* * * * *
Ah, I see something now! I see! it was for this that I was preserved: I to be a sort of new-fangled Adam—and this little creature to be my Eve! That is it! The White does not admit defeat: he would recommence the Race again! At the last, the eleventh hour—in spite of all—he would turn defeat into victory, and outwit that Other.
However, if this be so—and I seem to see it quite clearly—then in that White scheme is a singular flaw: at one point, it is obvious, that elaborate Forethought fails: for I have a free will—and I refuse, I refuse.
Certainly, in this matter I am on the side of the Black: and since it depends absolutely upon me, this time Black wins.
No more men on the earth after me, ye Powers! To you the question may be nothing more than a gambling excitement as to the final outcome of your aerial squabble: but to the poor men who had to bear the wrongs, Inquisitions, rack-rents, Waterloos, unspeakable horrors, it was hard earnest, you know! Oh the wretchedness—the deep, deep pain—of that bungling ant-hill, happily wiped out, my God! My sweetheart Clodagh ... she was not an ideal being! There was a man called Judas who betrayed the gentle Founder of the Christian Faith, and there was some Roman king named Galba, a horrid dog, and there was a French devil, Gilles de Raiz: and the rest were all much the same, much the same. Oh no, it was not a good race, that small infantry which called itself Man: and here, falling on my knees before God and Satan as I write, I swear, I swear: Never through me shall it spring and fester again.
* * * * *
I cannot realise her! Not at all, at all, at all! If she is out of my sight and hearing ten minutes, I fall to doubting her reality. If I lose her for half a day, all the old feelings, resembling certainties, come back, that I have only been dreaming—that this appearance cannot be an actual objective fact of life, since the impossible is impossible.
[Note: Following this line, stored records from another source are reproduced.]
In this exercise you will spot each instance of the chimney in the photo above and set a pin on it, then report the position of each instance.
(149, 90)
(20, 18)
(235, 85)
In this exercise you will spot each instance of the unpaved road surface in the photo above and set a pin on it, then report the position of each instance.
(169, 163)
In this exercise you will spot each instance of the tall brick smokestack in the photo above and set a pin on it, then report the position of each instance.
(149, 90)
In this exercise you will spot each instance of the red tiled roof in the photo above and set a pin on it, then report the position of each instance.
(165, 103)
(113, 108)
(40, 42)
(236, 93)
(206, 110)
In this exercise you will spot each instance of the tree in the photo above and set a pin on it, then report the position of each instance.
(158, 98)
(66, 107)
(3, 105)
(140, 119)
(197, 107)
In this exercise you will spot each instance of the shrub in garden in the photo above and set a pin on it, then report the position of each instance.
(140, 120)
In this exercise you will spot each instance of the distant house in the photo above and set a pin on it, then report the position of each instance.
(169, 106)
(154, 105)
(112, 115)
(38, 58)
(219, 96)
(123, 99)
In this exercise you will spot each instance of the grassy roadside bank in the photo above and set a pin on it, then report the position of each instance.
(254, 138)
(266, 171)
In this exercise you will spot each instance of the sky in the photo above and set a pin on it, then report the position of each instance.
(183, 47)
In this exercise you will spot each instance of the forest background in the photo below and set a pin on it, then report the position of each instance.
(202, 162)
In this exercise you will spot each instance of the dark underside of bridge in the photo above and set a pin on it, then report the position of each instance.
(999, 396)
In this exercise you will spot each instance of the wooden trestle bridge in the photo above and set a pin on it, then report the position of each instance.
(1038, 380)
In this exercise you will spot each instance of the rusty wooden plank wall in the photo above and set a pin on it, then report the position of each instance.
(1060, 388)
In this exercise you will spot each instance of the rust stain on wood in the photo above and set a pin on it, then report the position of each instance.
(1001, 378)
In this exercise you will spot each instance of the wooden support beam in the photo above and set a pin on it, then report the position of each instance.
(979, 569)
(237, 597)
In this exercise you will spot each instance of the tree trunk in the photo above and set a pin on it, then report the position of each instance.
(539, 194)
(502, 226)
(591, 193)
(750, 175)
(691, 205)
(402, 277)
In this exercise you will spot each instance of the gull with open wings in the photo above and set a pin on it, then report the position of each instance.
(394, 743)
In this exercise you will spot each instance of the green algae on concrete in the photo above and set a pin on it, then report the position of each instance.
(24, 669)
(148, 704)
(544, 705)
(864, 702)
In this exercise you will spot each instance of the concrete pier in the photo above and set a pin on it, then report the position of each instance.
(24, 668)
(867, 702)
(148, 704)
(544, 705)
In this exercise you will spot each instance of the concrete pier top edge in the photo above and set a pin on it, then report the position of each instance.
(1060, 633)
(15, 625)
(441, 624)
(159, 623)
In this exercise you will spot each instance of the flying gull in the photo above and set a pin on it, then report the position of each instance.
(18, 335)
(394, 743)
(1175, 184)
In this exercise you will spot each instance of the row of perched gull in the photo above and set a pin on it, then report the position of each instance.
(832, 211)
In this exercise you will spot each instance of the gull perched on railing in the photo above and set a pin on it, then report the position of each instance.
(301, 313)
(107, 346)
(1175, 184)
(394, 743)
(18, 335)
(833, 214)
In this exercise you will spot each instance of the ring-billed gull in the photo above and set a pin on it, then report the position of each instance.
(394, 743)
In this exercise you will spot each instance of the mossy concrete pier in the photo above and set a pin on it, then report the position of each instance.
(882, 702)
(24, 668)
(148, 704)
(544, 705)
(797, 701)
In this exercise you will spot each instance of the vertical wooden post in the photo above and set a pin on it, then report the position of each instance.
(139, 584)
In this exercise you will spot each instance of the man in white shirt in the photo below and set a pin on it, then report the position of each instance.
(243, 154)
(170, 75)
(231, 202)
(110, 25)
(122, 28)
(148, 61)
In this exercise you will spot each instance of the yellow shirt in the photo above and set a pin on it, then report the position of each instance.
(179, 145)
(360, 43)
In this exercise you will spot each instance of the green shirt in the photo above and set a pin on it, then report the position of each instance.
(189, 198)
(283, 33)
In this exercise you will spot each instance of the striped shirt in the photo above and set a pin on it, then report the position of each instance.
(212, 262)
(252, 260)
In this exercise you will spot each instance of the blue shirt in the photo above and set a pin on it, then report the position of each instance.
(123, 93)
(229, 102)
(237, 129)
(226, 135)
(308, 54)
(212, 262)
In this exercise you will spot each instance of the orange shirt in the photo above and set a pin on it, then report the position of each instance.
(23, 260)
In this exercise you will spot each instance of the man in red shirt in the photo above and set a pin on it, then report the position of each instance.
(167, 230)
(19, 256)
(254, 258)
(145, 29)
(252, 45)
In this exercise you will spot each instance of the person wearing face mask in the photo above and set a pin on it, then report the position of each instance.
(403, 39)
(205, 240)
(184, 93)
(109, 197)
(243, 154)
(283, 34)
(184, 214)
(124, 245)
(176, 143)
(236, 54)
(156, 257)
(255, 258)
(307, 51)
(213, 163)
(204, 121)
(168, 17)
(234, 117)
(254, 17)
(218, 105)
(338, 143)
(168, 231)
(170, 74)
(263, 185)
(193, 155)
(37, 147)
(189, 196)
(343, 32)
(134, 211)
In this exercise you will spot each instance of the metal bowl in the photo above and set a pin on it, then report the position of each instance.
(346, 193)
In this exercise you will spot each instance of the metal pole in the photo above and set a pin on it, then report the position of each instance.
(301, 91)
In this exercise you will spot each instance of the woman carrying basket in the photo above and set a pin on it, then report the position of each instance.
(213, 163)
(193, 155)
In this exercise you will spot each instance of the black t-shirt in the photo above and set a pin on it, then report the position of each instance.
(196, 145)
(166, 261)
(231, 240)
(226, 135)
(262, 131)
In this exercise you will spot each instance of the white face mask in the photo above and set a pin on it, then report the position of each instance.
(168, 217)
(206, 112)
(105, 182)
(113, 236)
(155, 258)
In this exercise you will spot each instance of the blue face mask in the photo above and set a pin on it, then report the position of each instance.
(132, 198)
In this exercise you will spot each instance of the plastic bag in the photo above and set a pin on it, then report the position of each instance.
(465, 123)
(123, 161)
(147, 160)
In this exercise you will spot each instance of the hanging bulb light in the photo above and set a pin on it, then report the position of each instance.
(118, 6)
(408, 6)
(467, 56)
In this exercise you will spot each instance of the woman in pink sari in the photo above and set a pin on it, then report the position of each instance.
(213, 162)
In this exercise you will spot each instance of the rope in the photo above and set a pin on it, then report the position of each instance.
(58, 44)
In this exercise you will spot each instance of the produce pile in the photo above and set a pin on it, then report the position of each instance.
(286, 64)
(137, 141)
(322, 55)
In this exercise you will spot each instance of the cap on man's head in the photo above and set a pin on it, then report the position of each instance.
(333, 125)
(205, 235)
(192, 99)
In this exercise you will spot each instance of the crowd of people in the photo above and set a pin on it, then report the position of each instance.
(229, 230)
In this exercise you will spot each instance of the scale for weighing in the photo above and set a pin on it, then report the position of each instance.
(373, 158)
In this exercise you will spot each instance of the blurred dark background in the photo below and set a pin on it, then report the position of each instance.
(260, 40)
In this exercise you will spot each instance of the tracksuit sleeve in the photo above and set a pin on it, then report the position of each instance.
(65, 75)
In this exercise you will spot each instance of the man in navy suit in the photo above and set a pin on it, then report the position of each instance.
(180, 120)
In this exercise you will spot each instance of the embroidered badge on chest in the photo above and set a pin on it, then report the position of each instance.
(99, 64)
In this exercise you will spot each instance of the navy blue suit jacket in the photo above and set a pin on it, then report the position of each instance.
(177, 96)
Seventeen long years, seventeen long years, of madness....
* * * * *
To-morrow I start for Imbros: and whether this girl chooses to follow me, or whether she stays behind, I will see her from the moment I land no more.
* * * * *
She must rise very early. I who am now regularly on the palace-roof at dawn, sometimes from between the pavilion-curtains of the galleries, or from the steps of the telescope-kiosk, may spy her far down below, a dainty microscopic figure, generally running about the sward, or gazing up in wonder at the palace from the lake-edge.
It is now three months since she came with me to Imbros.